South Korea Delivers Big GDP Beat In Boon To Global Reflation Narrative

If you were looking for a positive development amid a sea of scary-sounding pandemic headlines, you might look to South Korea.

On Wednesday, the global trade bellwether said the economy grew far faster than expected in the fourth quarter, expanding 1.2% QoQ, against estimates for a 0.7% print.

Government spending contributed heavily, but investment looks decent, and private consumption rose 0.7%. The 1.2% pace is the quickest since the third quarter of 2017.

2019 was a rough year for South Korea. The Sino-US trade war and a downturn in the global semi cycle precipitated a 12-month slump in exports and contributed to the lowest inflation on record. The country briefly flirted with outright deflation in September.

Seoul was also burdened in the second half by the worst diplomatic row with Tokyo in recent memory. That dispute remains “live”, so to speak.

First-20 days exports data for January showed shipments falling just 0.2%, the best showing in more than a year. Semi shipments rose over the period the first time since late 2018.

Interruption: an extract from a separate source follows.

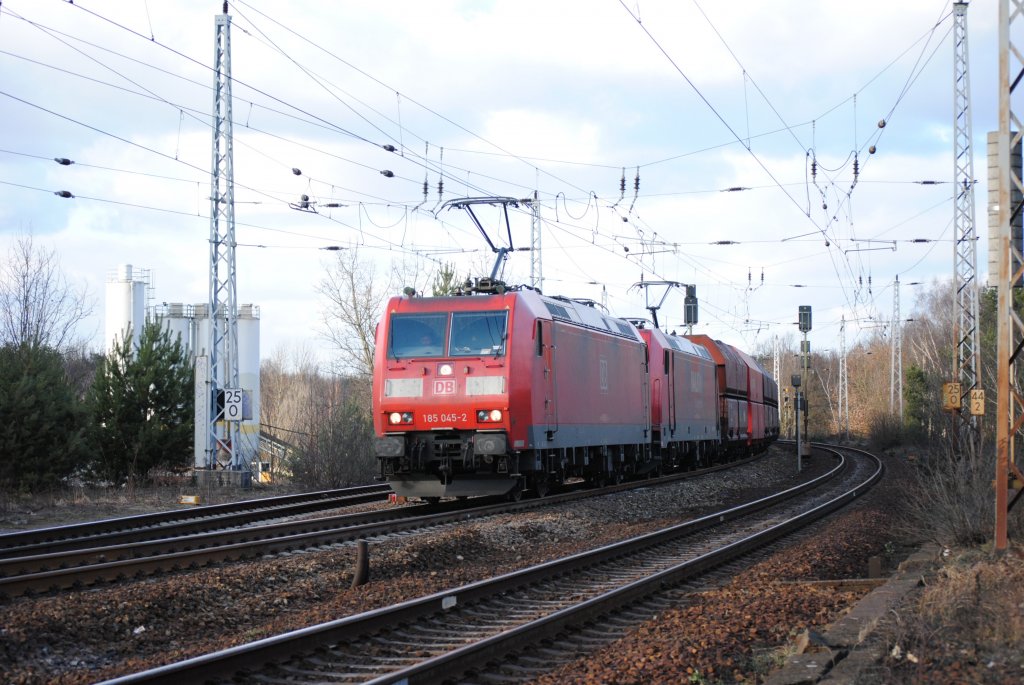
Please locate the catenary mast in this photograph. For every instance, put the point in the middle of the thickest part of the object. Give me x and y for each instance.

The first signs of a turnaround showed up in December’s export data, which tipped a much shallower contraction than expected. Shipments to China actually rose. The first-20 days figures for January bode well for the full-month numbers.

Hopefully, the spread of the Wuhan virus throughout the region won’t derail the nascent rebound.

BoK Governor Lee Ju-yeol struck a somewhat encouraging tone on the economy last week. The bank projects 2.3% growth in 2020. For the full year 2019, South Korea’s economy expanded 2%, in line with BoK’s forecast, but the slowest since 2009.